The name is a play on words that tells you almost everything you need to know. In French, écluse means the locks on a canal system — the gates that control flow from one level to the next. The proprietor’s last name is Lock. The estate vineyard is called Lock Vineyard. From there, Steve Lock says, “the name Écluse for our wines was born.”
It’s the kind of detail that sticks: a family name woven into the French translation of itself, planted on a hillside in the Willow Creek District and turned into wine. That mix of unpretentious humor and quiet craft runs through everything Écluse does.
The Lock Vineyard
The estate sits five minutes west of downtown Paso Robles, in the cooler, marine-influenced stretch of the Westside that makes the Willow Creek District one of the most interesting growing areas in California wine. Temperatures here drop sharply after sunset, and the soils have more limestone than you’d find further east — conditions that push vines to work harder and produce grapes with more concentrated flavor and natural acidity.
Lock Vineyard has been producing fruit for 27 years. The Locks recently began a full replanting — a rare, costly commitment that most small family wineries delay as long as possible. They’re doing it right: improved irrigation, tighter vine spacing, and a path toward CCOF Organic certification. It’s the kind of investment that won’t pay off for another decade, which is exactly the kind of thing you do when you intend to be here for the long haul.
What They Make
Écluse focuses on Bordeaux and Rhône-style wines alongside estate Zinfandel — varieties that suit the Westside’s climate and the Lock Vineyard’s limestone-inflected soils particularly well. The lineup ranges from Cabernet Sauvignon, Merlot, and Grenache to Syrah, Petite Sirah, and Tannat, with whites including Chardonnay, Viognier, and Rosé rounding out the program.
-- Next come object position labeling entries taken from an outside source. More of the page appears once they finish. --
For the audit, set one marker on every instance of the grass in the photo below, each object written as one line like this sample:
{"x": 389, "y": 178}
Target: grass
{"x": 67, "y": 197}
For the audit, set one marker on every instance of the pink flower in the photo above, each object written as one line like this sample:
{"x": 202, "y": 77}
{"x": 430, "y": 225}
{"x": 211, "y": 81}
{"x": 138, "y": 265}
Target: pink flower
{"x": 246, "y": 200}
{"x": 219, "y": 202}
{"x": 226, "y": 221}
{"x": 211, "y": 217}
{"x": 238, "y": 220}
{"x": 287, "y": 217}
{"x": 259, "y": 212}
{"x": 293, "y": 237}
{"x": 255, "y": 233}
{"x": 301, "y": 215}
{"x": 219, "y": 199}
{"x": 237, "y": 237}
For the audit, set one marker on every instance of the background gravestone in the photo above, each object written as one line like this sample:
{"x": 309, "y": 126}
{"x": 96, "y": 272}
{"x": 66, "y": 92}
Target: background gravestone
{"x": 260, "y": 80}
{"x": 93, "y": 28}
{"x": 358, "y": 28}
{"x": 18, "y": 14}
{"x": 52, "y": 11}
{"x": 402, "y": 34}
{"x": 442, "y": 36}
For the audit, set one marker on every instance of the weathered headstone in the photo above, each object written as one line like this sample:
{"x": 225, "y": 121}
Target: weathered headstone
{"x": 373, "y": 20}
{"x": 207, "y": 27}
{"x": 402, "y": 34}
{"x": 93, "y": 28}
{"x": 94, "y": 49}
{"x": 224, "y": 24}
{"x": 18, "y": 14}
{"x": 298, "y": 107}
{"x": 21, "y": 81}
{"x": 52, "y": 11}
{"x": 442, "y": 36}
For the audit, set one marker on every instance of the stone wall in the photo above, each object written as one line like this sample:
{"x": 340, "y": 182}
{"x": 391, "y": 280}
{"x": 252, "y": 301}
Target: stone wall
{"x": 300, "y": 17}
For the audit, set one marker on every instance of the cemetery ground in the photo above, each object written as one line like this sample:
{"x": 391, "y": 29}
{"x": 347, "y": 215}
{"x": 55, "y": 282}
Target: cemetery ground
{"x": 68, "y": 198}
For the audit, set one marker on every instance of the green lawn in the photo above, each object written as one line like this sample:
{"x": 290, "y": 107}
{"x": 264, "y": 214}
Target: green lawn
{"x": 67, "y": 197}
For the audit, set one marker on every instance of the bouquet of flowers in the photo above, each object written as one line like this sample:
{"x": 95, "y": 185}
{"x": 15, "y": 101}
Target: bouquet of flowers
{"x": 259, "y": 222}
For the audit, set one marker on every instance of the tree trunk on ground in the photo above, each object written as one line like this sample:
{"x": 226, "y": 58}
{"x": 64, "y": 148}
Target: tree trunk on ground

The Tannat is worth calling out specifically. It’s a thick-skinned, deeply tannic Basque variety that very few Paso producers work with — and in the right hands, on the right Westside site, it develops a richness and structure that rewards patience. If you haven’t tasted Paso Tannat before, Écluse is a good place to start.
Recent Wine Enthusiast scores tell the broader story: the 2023 Lock Vineyard Syrah earned 94 points, while the 2023 Rendition and Ensemble each received 93, and the 2023 Tannat came in at 92. These are wines that compete at a level well above what the $15 tasting fee would suggest.
The Experience
Écluse does tastings the old-fashioned way — in the barrel room, not across a polished tasting bar. On any given afternoon, you might find Steve Lock himself pulling samples straight from barrel with a wine thief, talking through what the vintage delivered and what he’s still watching. There’s no script, no upsell pressure, and no choreographed flight. Just wine still in progress, and the person who made it.
The property is dog-friendly, with a picnic area for visitors who want to spend time outside after their tasting. Reservations are available through Tock; walk-ins are welcome Thursday through Sunday.
If you’re building a Westside itinerary, Écluse fits naturally into a day that might also include neighboring producers along Kiler Canyon Road — the area rewards slow driving and spontaneous stops. The 11am opening on Thursdays makes it a strong first stop before heading further into the hills.